На другой день была репетиция оперетки "Все мы жаждем любви", и меня опять назначили в хор. Прочитав тетрадку, по которой я должна была учить слова, я узнала, что на мне должен быть костюм "дебардера". {débordée — вольных нравов, распущенная, "выходящая из берегов" (франц.).} Я не поняла, что это такое, так как опереток до сих пор не видала, и обратилась с вопросом к одной из хористок. "Неужели вы не знаете?" — спросила она и принялась объяснять. Судя по ее словам, надо было быть почти раздетой (что ей, очевидно, очень нравилось), но я не поверила ей и решилась узнать у кого-нибудь другого. Репетиция началась, и я увидела вблизи всех первых персонажей группы: Дубрович (дочь Дюкова, игравшая все первые роли), Ф. Козловская, Воронина, Акинфьева, Мартынова (дочь знаменитого актера), Большаков, талантливейший комик, муж Козловской и другие. Савин, по моей просьбе, представил меня Козловской. Я выразила ей мой восторг по поводу ее вчерашней игры. Она не обратила на меня особенного внимания, но спросила, правда ли, что я служила с К., ее бывшим товарищем. Она чрезвычайно мне понравилась.
Лентовский объявил, что через три дня я буду играть комедию в одном акте "Капризница". Я ужасно обрадовалась, гак как играла ее с большим успехом в Минске и это была одна из любимых мною ролей. Ее назначили после большой комедии "Слово и дело" вместо водевиля, и я боялась, что она окажется в конце слишком сухой, да и публика разъедется, на что Лентовский заметал мне, что мой первый дебют будет судить не публика, а он. Обставил пьесу второстепенными, неинтересными актерами, только жениха, пустую роль, играл Савин. С Лентовским они были на ножах, и Савин хотел швырнуть эту роль ему в лицо, но согласился играть только для меня.

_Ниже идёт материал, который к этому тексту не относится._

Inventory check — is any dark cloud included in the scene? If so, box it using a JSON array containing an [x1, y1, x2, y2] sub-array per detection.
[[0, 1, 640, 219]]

Я вышла на сцену почти в 12 часов ночи, сбор был очень плохой, но почти вся труппа разместилась по ложам, что крайне меня смутило. Сначала я робела до потери сознания: от этого спектакля зависело мое будущее и мне казалось, что я играю невыносимо плохо. Когда я ушла первый раз со сцены (в Минске всегда с аплодисментом), я решила, что с моей стороны было большой смелостью играть на такой большой сцене и что все смеются надо мной. Лентовский был за кулисами и, видя мое расстроенное лицо, приписал это робости и стал ободрять меня. Но когда я высказала ему все, что думала, обвинила его за небрежную обстановку и проч., он увидал, что я близка к отчаянию, а играть совсем не в силах. Помощник подбежал ко мне: "Вам выходить",— рыдания душили мне горло, а Лентовский почти грубо вытолкнул меня на сцену. Я говорила какие-то слова, ничего не понимая, как вдруг увидала голову Лентовского у своих ног и услыхала его голос: "Хорошо, хорошо". Он сел в суфлерскую будку и стал суфлировать. Актеры "подобрались", и пиеса пошла живее. Я увлеклась, слышала одобрительный шепот Лентовского и получила аплодисмент.